While attending the Insight Information Healthcare Technology conference in Toronto recently, I was presented with an interesting conundrum: Just because we can do something, does that mean we necessarily should do it? Let me explain.
In Canada, provincial and federal governments are going through fits trying to shorten delays (wait times) for different medical treatments, such as MRI or CT diagnoses of certain diseases. One solution, says the public, is to simply increase the number or throughput of these capital-intensive instruments. This logic may be totally misplaced, though, if radiologist Dr. Ronn Goldberg of North York General Hospital is any judge.
According to Goldberg, a far better solution to reducing wait times would be more stringent use of clinical guidelines to reduce the ordering of MRI and CT exams to only those situations where the imaging method would have the biggest clinical impact. Rather than automatically check off the MRI or CT box on the radiology form, physicians should make more of an effort to consider other less expensive, more widely available and equally efficacious diagnostic modalities.
Following on the CT vein, although the method offers dramatic improvements in the ability to detect medical problems, radiologist Dr. David Koff of Toronto's Sunnybrook Health Sciences Centre warns that these advantages come with a price tag: equally dramatic increases in radiation exposure. He recounted a 1999 study that showed CT exams representing only 10% of all radiological procedures, but accounting for 67% of the total medical radiation dose. Would other, safer imaging modalities offer equivalent efficacy?
And then Dr. Peter Bach and colleagues at Memorial Sloan-Kettering Cancer Center reported in a recent JAMA that when it comes to lung cancer, CT may do a wonderful job at detecting early tumors, but that benefit doesn't necessarily translate into lower mortality rates.

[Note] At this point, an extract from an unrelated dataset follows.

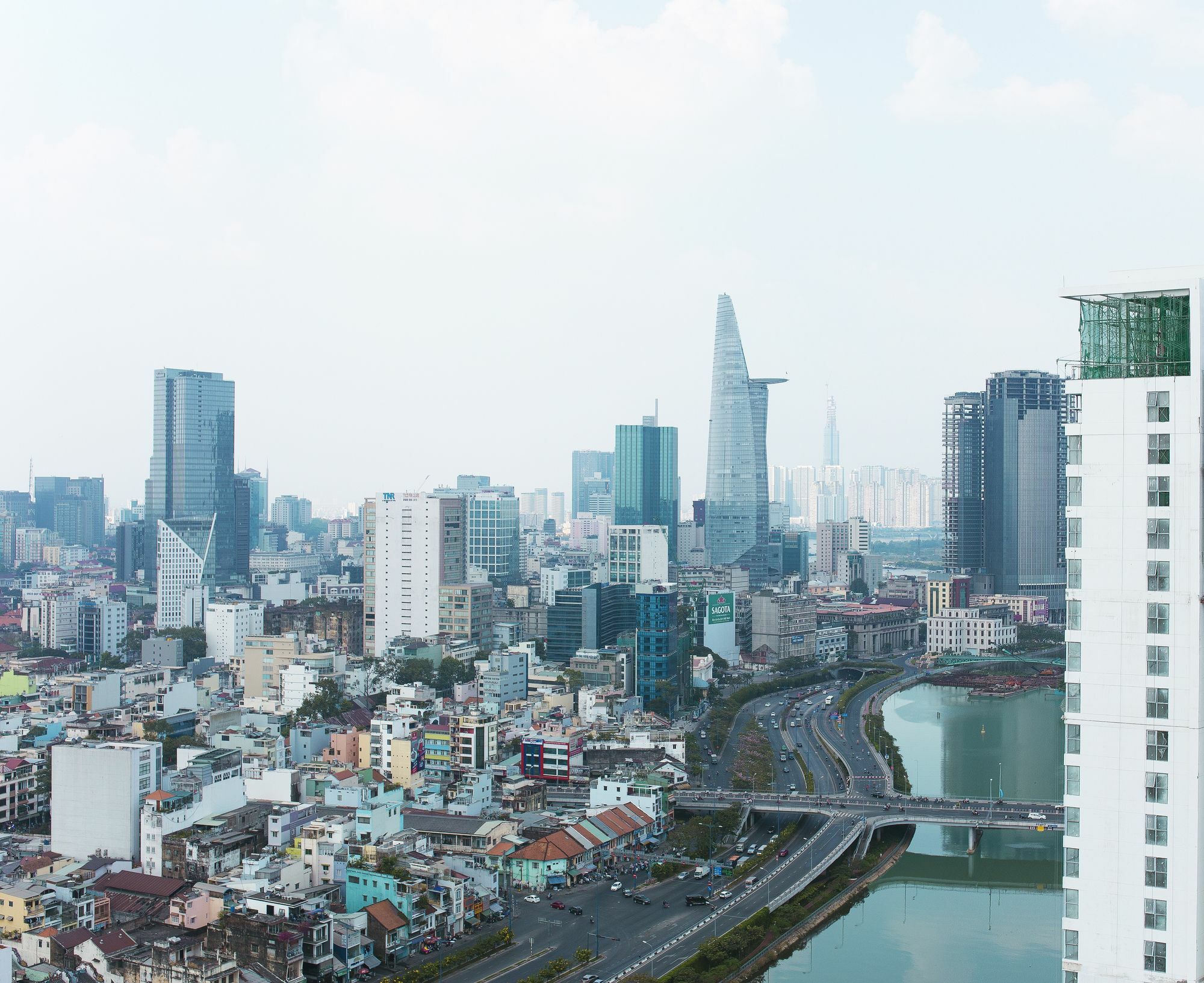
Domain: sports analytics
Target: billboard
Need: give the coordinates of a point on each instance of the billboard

Said Bach: "With lung cancer the number one cause of cancer deaths in the United States, the medical profession continues to seek an effective and safe approach to prevent deaths from this disease. According to our study, CT screening may not be it."
The same can be said for drugs. While the focus in recent months has been on the safety profiles of new drugs and relative risk to patients, perhaps we also need to look at relative benefit. In an industry filled with also-rans and me-toos, are people really benefiting from an expanding spectrum of pharmaceutical panaceas? For this discussion, I lump generics into this category as well.

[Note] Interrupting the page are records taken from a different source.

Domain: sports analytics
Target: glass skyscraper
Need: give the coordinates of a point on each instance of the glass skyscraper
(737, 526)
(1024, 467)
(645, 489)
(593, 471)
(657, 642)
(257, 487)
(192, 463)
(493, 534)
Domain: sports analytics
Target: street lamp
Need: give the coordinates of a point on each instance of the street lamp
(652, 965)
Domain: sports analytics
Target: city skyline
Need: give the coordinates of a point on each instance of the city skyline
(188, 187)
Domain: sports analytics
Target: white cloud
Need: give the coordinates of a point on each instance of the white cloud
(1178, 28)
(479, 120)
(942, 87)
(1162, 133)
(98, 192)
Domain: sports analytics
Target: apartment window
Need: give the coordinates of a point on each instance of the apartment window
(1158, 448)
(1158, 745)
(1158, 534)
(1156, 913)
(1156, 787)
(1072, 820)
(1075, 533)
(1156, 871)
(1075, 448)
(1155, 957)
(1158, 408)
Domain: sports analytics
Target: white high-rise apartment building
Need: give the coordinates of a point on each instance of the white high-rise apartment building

Does the patient really benefit enough from the incremental improvements of next-generation drugs over first-generation drugs to really warrant all the trouble and expense that went into developing the new drug? Might they not see the same benefit from another practice—e.g., diet and exercise for cholesterol drugs—that doesn't cost the industry billions of dollars?
From the industry's perspective, are drug companies really seeing long-term benefits from these same incremental improvements when in many respects all they do is further fragment an already hyperfragmented marketplace? Might their monies not be more effectively spent on research and development in areas that are either under- or unserved by the current formularies?

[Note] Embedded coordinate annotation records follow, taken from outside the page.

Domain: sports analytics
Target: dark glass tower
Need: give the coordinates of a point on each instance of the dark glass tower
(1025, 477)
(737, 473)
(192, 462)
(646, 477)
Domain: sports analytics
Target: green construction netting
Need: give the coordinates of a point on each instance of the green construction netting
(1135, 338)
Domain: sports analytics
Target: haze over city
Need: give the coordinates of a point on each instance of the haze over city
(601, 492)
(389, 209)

A former business professor of mine said that in finding new markets, one had to find the "pain" in existing markets. Nowhere is that more literally true than in healthcare and the pharmaceutical industry.
Sure, the risks are higher; but then so are the potential rewards. And that, my friends, is the name of the game.
OUR READERS RESPOND
You've certainly raised an important issue but medicine and patient care are not just about CT/MRI etc. I'm reasonably sure that, if Dr Goldberg's son (real or hypothetical) were to come to the ER with some unknown symptoms he (Dr G) would most likely order a CT/MRI etc...indeed, the whole "nine yards". Would it be more effective for his son? Not really, but he would feel very guilty were he to forgo it and something would have been missed!
Think about your patients as you would about YOUR kids, and the conclusions change quite a bit. I always think of my patients as I would of my real kids - I feel that it helps me do the right thing more often than I would have otherwise. More importantly - I feel it earns me the right to expect decent treatment for myself and my kids should the occasion arise where we're the patients.